Back to School Nutrition Part 2: Brown Bag Lunch Basics

Ideally, the early formative years of a child’s life include parents providing healthy foods and teaching children about healthy food choices. However, when our kids reach school age and as they progress through the grades, what their friends are eating and what a child’s peers consider socially acceptable foods start to take precedence. This is okay and a part of growing up. It is a stage that we must accept. Another occurrence that takes place is lunch trading or not eating their lunch altogether. The good news is that school lunch is typically the only meal kids are eating away from home. You can still provide healthy fun choices that increase a child’s likelihood of eating their lunch and there is ample opportunity to offer nutritious foods at home.

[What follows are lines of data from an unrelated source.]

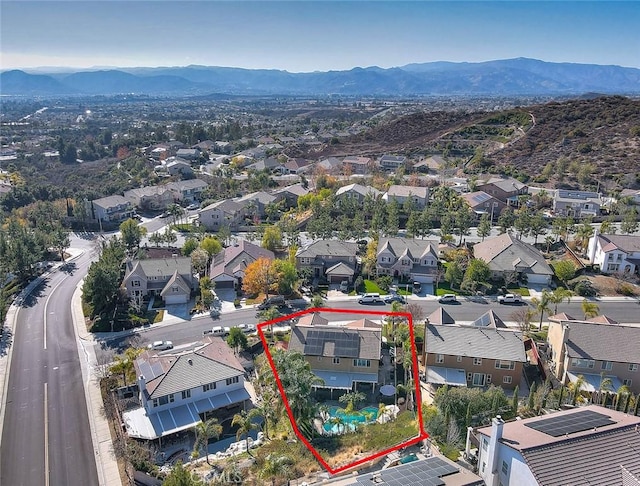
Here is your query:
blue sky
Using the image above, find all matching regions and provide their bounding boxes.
[0,0,640,72]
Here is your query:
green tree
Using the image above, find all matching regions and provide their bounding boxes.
[193,420,222,465]
[227,327,249,354]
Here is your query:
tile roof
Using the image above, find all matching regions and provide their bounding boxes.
[426,324,527,362]
[478,405,640,486]
[473,233,553,275]
[562,321,640,363]
[134,336,244,398]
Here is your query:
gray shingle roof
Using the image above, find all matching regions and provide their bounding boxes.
[566,321,640,363]
[426,324,527,362]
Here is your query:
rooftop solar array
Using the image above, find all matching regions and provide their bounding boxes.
[304,329,360,358]
[525,410,616,437]
[356,457,458,486]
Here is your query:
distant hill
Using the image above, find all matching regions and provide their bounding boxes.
[0,58,640,96]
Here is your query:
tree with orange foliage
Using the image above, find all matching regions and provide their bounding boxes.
[242,257,278,298]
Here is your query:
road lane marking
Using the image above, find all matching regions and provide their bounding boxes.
[44,381,49,486]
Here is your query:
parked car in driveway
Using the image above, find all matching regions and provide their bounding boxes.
[147,341,173,351]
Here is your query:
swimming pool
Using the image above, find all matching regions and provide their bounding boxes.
[322,407,378,434]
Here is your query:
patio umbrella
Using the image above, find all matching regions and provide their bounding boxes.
[380,385,396,397]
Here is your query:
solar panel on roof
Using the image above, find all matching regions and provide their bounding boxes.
[525,410,616,437]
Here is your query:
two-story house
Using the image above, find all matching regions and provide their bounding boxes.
[473,233,553,285]
[122,336,251,440]
[476,177,529,206]
[376,238,438,284]
[553,189,603,218]
[209,240,275,290]
[86,194,135,225]
[547,319,640,393]
[382,185,429,209]
[198,199,246,231]
[122,257,198,304]
[289,313,382,390]
[587,230,640,275]
[466,405,640,486]
[424,324,527,393]
[167,179,208,204]
[296,240,358,283]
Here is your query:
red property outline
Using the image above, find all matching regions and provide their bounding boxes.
[257,307,429,474]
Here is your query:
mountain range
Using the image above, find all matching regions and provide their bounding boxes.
[0,58,640,96]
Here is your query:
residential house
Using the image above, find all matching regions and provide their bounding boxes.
[553,189,603,218]
[198,199,245,231]
[466,405,640,486]
[124,186,174,211]
[86,194,135,224]
[167,179,209,205]
[342,155,373,175]
[473,233,553,285]
[460,191,507,221]
[424,324,527,392]
[123,336,251,440]
[378,155,407,171]
[122,257,198,304]
[547,319,640,393]
[382,185,429,209]
[476,177,529,206]
[209,240,275,290]
[587,230,640,275]
[234,191,276,219]
[296,240,358,283]
[336,184,382,205]
[164,158,193,176]
[376,238,438,283]
[289,314,382,391]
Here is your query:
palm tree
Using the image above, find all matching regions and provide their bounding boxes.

A successful brown bag lunch will include a variety of a child’s favorite choices of whole grains, proteins, fresh fruits or vegetables and a beverage, ideally milk or water. To increase appeal there should be a variety of colors, textures and flavors. Make foods fun such as creating small kabobs from fruit, meat and cheese. The following are some kid friendly nutritious brown bag lunch ideas:


  • Hummus, tomato, cucumber and feta cheese wrapped in a whole wheat tortilla. This may be enough for two days lunch if cut in half.
  • Bean, rice and cheese burrito. To get more bang for your buck, make a batch of beans from a 1 pound bag of dried beans and whole grain brown rice that were prepared on the weekend. Reduced fat cheese is also a great option.
  • Homemade “snack packs”. Include crackers such as Ak-Mak or WASA, slices of reduced fat cheese, a couple slices from a chicken breast baked at home for a healthier alternative to deli meats, a fruit or vegetable option and even a couple chocolate Kisses along with 8 ounces of milk or water. Did you know that pre-made snack packs at the store that contain crackers, cheese and meat carry a whopping 22 grams of fat, 50 milligrams of cholesterol, and 1,600 milligrams of sodium, more salt than a young child should consume in an entire day.
  • Mini whole wheat bagels spread with whipped reduced fat cream cheese and with any variety of toppings that a child can choose from such as sliced cucumbers, shredded carrots or fresh berries.
  • Sandwiches made with whole wheat bread, a protein such as tuna salad or sliced chicken breast roasted at home and veggies such as grated carrots, sliced apples or lettuce and tomatoes.
  • Small fruit kabobs with melon balls, fruit chunks (dip apples into lemon juice to prevent browning), cheese or meat pieces.
  • All natural peanut butter and jelly sandwiches prepared anyway the kids like. I recommend a reduced sugar variety like Smucker’s Low Sugar jelly or mixed with a little honey and add fresh fruit or dried fruit. Be creative!